A few related questions here.
As per the title, why is it a requirement if we are specifying the variable type as long or float, double? Doesn't the compiler evaluate the variable's type at compile time?
Java considers all integral literals as int - is this to lessen the blow of inadvertent memory waste? And all floating-point literals as double - to ensure highest precision?
When you have a constant there are subtle differences between value which look the same, but are not. Additionally, since autoboxing was introduce, you get a very different result as less.
Consider what you get if you multiply 0.1 by 0.1 as a float or as a double and convert to a float.
float a = (float) (0.1 * 0.1);
float b = 0.1f * 0.1f;
System.out.println("a= "+new BigDecimal(a));
System.out.println("b= "+new BigDecimal(b));
System.out.println("a == b is " + (a == b));
prints
a= 0.00999999977648258209228515625
b= 0.010000000707805156707763671875
a == b is false
Now compare what you get if you use either float or int to perform a calculation.
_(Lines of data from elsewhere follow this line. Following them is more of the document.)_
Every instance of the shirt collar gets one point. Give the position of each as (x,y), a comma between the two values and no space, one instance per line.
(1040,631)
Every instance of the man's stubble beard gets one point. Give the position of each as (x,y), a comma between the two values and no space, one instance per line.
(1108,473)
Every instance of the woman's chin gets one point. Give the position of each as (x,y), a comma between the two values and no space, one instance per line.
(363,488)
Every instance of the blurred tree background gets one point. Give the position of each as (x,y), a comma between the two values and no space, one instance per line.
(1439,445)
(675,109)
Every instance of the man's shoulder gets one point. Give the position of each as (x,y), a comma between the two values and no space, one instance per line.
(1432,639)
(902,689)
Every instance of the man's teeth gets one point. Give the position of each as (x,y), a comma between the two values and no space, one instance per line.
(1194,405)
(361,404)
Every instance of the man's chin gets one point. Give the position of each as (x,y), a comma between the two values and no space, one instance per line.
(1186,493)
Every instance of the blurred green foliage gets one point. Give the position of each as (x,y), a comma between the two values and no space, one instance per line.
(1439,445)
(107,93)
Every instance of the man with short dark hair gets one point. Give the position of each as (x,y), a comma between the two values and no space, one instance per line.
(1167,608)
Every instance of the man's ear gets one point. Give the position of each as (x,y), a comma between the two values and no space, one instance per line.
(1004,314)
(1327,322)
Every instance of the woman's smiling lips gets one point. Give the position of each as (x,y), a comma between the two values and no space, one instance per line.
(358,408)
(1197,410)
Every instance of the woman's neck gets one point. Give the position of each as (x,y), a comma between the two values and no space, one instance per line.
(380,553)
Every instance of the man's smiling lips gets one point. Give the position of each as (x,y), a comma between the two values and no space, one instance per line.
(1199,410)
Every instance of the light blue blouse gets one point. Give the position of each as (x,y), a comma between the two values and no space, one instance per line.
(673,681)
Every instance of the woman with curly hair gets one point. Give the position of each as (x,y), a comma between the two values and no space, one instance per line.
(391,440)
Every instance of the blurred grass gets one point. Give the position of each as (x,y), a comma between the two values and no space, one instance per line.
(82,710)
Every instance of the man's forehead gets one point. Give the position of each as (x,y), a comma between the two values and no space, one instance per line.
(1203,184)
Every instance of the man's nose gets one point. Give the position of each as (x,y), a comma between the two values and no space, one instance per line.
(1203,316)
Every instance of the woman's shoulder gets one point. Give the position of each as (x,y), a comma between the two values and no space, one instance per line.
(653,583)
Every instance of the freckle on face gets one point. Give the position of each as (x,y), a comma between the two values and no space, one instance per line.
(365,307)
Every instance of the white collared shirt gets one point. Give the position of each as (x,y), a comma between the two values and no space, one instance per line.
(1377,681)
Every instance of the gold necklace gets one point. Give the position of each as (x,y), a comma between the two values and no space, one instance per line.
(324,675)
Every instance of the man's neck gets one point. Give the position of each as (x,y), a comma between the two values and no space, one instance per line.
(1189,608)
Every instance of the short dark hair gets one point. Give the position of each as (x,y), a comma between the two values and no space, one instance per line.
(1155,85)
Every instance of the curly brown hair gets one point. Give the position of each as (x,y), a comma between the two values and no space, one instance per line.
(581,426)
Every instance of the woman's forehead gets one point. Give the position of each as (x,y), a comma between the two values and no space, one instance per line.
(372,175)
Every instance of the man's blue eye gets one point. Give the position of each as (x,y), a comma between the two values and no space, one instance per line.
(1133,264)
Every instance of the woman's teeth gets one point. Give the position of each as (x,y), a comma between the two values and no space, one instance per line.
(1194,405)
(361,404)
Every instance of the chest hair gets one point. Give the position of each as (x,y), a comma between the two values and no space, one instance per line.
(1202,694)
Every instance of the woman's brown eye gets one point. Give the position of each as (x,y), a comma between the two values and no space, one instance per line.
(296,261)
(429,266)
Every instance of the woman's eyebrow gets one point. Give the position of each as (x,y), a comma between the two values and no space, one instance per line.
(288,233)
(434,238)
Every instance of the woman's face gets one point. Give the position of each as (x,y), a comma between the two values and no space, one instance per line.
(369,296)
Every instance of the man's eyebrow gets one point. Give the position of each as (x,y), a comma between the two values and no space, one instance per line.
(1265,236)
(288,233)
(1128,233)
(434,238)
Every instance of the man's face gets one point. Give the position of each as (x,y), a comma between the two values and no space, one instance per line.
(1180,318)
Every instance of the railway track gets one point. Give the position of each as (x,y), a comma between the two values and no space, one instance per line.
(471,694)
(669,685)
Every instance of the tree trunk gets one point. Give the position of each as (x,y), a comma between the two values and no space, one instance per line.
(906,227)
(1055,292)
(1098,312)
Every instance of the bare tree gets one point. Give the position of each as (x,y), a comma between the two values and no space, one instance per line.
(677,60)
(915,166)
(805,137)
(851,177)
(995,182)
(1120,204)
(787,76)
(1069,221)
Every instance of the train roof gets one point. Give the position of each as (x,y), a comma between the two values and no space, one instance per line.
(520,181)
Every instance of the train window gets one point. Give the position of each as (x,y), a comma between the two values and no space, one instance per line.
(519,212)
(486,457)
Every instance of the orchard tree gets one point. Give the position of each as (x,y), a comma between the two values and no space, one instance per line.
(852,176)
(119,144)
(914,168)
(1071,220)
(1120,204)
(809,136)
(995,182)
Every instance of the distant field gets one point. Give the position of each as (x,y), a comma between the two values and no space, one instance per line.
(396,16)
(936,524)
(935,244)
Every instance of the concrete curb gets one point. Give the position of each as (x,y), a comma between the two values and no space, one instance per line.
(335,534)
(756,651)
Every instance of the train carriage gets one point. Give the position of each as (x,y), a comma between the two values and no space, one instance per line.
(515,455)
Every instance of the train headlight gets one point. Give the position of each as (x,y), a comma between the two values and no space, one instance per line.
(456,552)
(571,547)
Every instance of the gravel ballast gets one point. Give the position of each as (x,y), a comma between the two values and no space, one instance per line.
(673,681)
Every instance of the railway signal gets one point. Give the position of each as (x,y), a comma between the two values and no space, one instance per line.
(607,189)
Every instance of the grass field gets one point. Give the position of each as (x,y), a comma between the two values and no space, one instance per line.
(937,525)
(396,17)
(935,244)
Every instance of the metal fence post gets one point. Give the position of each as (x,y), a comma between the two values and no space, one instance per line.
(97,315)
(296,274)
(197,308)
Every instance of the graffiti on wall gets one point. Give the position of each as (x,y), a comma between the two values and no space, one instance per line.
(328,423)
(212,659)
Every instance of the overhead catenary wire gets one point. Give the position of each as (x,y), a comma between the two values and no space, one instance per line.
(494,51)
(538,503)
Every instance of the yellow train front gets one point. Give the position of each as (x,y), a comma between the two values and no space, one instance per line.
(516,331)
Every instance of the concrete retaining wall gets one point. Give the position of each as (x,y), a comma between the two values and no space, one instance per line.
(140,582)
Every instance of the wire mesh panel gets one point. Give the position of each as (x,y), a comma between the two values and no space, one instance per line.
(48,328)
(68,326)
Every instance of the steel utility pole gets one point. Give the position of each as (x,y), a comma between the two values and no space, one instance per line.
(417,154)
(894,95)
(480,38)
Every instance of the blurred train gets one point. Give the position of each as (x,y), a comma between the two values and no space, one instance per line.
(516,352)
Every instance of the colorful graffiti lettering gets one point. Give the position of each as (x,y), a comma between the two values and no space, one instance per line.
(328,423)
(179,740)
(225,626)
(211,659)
float a = 33333333f - 11111111f;
float b = 33333333 - 11111111;
System.out.println("a= "+new BigDecimal(a));
System.out.println("b= "+new BigDecimal(b));
System.out.println("a == b is " + (a == b));
prints
a= 22222220
b= 22222222
a == b is false
Compare int and long
long a = 33333333 * 11111111; // overflows
long b = 33333333L * 11111111L;
System.out.println("a= "+new BigDecimal(a));
System.out.println("b= "+new BigDecimal(b));
System.out.println("a == b is " + (a == b));
prints
a= -1846840301
b= 370370362962963
a == b is false
compare double with long
double a = 333333333333333333L / 333333333L;
double b = 333333333333333333D / 333333333D;
System.out.println("a= "+new BigDecimal(a));
System.out.println("b= "+new BigDecimal(b));
System.out.println("a == b is " + (a == b));
prints
a= 1000000001
b= 1000000000.99999988079071044921875
a == b is false
In summary its possible to construct a situation where using int, long, double or float will produce a different result compared with using another type.